In North Carolina, the amount that the child receives is added to the income of the parent who is retired or disabled. From there, the child support guidelines are calculated as they normally would be. However, the retired or disabled parent gets to credit the actual payment received by the child towards their child support obligation.
If the retired or disabled parent also has custody of the child and the amount the child receives exceeds that parent’s obligation, then the parent without custody may seek to have the Court deviate from the guidelines or offset their own obligation.
If the amount received by the child exceeds the combined obligation of both parents, then the Court should not enter a child support order.

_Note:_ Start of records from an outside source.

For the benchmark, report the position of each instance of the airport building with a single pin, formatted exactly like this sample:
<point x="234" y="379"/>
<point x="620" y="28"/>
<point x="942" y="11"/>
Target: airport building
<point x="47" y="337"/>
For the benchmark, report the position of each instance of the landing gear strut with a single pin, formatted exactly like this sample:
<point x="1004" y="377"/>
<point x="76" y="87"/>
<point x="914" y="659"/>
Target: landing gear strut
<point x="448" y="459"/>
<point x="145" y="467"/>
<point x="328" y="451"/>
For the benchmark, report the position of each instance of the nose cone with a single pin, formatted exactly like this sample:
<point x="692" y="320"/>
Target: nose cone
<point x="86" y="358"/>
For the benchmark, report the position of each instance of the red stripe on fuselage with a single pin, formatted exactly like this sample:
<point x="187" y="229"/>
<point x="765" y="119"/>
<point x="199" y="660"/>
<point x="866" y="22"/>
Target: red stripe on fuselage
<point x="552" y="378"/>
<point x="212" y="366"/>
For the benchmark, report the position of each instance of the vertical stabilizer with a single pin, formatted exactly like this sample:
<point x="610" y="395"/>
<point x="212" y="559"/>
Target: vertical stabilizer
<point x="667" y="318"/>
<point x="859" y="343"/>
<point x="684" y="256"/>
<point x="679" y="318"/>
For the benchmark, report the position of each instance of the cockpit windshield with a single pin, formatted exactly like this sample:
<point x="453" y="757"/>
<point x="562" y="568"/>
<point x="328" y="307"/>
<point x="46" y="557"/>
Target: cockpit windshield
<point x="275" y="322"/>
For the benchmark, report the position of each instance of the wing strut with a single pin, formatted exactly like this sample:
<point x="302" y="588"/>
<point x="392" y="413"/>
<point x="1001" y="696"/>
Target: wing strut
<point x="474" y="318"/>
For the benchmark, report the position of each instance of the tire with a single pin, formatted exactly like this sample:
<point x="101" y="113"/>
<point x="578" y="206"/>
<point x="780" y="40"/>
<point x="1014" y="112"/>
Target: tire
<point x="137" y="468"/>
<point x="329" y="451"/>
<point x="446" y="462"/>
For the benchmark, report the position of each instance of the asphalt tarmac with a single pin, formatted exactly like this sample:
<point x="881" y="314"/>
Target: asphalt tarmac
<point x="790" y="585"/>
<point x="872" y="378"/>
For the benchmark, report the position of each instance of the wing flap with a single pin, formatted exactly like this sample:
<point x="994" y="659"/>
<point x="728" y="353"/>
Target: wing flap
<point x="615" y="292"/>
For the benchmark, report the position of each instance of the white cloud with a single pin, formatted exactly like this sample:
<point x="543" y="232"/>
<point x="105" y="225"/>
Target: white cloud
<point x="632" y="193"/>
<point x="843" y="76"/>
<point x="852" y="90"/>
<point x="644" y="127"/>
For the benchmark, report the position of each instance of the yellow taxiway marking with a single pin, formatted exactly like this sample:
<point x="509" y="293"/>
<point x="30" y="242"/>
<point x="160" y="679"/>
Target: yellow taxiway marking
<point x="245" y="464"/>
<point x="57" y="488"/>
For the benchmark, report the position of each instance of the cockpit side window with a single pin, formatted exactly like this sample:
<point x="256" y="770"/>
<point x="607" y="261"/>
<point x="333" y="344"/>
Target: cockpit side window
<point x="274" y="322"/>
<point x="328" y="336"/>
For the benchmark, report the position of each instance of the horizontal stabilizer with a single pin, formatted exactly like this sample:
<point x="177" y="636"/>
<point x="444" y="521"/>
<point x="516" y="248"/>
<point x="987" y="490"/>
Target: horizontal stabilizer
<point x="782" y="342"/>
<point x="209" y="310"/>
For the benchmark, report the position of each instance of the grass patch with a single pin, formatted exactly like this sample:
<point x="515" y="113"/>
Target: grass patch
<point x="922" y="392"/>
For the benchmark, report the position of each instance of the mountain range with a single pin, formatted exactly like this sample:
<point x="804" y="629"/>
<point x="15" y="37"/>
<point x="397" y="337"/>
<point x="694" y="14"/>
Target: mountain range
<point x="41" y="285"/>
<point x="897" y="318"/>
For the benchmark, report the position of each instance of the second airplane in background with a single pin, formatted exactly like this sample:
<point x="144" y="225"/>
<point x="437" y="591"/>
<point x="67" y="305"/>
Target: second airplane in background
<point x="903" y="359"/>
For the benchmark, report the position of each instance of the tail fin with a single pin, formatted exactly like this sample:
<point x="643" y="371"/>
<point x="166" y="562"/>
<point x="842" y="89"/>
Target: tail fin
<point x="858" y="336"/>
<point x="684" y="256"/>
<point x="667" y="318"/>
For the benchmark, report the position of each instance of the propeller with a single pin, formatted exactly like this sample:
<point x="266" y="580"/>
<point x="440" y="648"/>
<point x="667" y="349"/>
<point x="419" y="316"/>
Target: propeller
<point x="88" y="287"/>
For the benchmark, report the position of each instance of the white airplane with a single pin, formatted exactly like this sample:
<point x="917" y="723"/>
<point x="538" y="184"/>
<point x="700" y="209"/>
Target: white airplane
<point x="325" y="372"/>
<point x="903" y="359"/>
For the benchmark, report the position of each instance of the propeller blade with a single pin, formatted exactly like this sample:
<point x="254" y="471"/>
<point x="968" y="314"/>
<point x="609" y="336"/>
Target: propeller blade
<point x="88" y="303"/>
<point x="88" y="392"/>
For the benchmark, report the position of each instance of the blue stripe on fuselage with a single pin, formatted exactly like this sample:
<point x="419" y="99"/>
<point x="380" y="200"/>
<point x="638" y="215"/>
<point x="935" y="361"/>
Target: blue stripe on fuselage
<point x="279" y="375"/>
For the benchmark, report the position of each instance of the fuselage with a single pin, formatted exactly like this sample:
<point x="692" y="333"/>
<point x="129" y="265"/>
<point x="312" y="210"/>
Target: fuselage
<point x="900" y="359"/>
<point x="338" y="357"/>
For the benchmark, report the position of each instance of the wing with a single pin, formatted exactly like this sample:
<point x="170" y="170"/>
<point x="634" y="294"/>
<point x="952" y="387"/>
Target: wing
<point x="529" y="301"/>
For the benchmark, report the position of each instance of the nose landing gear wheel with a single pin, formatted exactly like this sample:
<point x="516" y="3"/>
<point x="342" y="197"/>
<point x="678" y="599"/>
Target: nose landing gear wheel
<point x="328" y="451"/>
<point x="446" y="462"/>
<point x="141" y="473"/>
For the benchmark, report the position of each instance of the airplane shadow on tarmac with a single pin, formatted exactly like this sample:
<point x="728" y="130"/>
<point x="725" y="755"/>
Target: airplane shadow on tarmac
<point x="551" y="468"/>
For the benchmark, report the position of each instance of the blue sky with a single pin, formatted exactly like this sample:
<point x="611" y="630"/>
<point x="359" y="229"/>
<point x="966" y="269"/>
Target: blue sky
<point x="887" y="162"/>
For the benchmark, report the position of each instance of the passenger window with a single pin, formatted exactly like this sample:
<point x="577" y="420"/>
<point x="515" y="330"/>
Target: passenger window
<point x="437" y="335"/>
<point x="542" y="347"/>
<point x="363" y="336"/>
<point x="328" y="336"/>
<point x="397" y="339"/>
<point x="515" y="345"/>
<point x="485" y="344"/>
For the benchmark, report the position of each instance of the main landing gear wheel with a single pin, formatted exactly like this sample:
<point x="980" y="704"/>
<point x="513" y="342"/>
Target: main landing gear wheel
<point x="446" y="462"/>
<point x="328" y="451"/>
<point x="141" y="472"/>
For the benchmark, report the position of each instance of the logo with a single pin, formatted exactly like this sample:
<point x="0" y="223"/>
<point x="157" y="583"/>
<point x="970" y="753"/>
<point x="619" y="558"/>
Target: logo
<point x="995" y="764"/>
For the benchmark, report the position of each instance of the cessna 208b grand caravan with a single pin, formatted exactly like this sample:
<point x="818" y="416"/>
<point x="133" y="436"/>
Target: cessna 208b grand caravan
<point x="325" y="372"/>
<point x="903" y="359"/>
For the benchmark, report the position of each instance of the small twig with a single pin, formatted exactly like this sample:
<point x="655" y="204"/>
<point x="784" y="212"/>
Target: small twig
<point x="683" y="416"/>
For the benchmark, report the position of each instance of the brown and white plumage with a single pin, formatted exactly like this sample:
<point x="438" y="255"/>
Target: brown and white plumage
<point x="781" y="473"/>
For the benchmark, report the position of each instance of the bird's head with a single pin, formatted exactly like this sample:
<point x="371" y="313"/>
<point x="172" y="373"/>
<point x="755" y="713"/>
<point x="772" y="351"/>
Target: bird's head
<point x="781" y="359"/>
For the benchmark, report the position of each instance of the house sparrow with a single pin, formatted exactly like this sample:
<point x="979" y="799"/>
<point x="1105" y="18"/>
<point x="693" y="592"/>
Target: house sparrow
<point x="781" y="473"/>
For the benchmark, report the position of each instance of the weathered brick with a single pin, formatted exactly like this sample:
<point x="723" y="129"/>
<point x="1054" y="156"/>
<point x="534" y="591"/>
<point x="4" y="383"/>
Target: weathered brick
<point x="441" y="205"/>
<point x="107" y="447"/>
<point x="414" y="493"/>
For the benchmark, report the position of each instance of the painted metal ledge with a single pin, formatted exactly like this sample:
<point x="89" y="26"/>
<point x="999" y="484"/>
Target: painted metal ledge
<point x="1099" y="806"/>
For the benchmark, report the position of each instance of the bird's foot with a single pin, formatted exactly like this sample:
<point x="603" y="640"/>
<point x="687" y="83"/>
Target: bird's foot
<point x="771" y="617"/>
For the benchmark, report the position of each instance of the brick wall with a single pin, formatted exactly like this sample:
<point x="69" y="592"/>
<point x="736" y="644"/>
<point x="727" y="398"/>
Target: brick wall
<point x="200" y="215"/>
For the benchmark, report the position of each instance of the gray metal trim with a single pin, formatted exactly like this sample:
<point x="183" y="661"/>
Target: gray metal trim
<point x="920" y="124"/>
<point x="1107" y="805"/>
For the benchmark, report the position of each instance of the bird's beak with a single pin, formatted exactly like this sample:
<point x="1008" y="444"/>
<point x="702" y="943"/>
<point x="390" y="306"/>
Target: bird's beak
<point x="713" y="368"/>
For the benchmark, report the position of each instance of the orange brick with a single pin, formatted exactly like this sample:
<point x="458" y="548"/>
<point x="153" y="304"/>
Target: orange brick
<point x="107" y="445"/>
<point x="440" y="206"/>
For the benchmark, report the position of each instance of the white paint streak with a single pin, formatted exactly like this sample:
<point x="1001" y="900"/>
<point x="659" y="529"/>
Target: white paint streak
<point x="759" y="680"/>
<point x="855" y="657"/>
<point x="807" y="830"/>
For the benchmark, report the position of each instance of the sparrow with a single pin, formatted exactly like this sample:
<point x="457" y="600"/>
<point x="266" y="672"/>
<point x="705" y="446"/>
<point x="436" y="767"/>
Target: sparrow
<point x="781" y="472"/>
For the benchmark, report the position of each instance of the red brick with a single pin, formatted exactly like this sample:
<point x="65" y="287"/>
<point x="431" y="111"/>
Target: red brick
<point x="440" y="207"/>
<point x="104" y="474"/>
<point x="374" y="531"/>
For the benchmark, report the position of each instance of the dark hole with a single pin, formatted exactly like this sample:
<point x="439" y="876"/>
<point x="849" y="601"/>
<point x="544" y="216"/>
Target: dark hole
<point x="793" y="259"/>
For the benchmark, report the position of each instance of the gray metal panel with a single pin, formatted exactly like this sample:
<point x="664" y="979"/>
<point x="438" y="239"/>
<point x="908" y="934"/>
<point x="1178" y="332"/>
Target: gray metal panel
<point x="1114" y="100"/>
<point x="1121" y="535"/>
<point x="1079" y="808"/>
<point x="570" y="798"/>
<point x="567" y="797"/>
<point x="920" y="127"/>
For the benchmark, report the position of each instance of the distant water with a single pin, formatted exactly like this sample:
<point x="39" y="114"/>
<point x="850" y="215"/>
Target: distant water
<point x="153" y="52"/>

If the retired or disabled parent does NOT have custody of the child and the amount the child receives exceeds the retired or disabled parent’s support obligation, then the Court should not enter a child support order. The non-custodial parent does not get any of the excess payment refunded to them. If the amount the child receives is less than the non-custodial parents obligation, then the non-custodial parent must make up the difference.
Is that fair? Probably not. A surplus goes to the custodial parent, while a deficit is charged to the non-custodial parent. You can only hope the money is used for its intended purpose.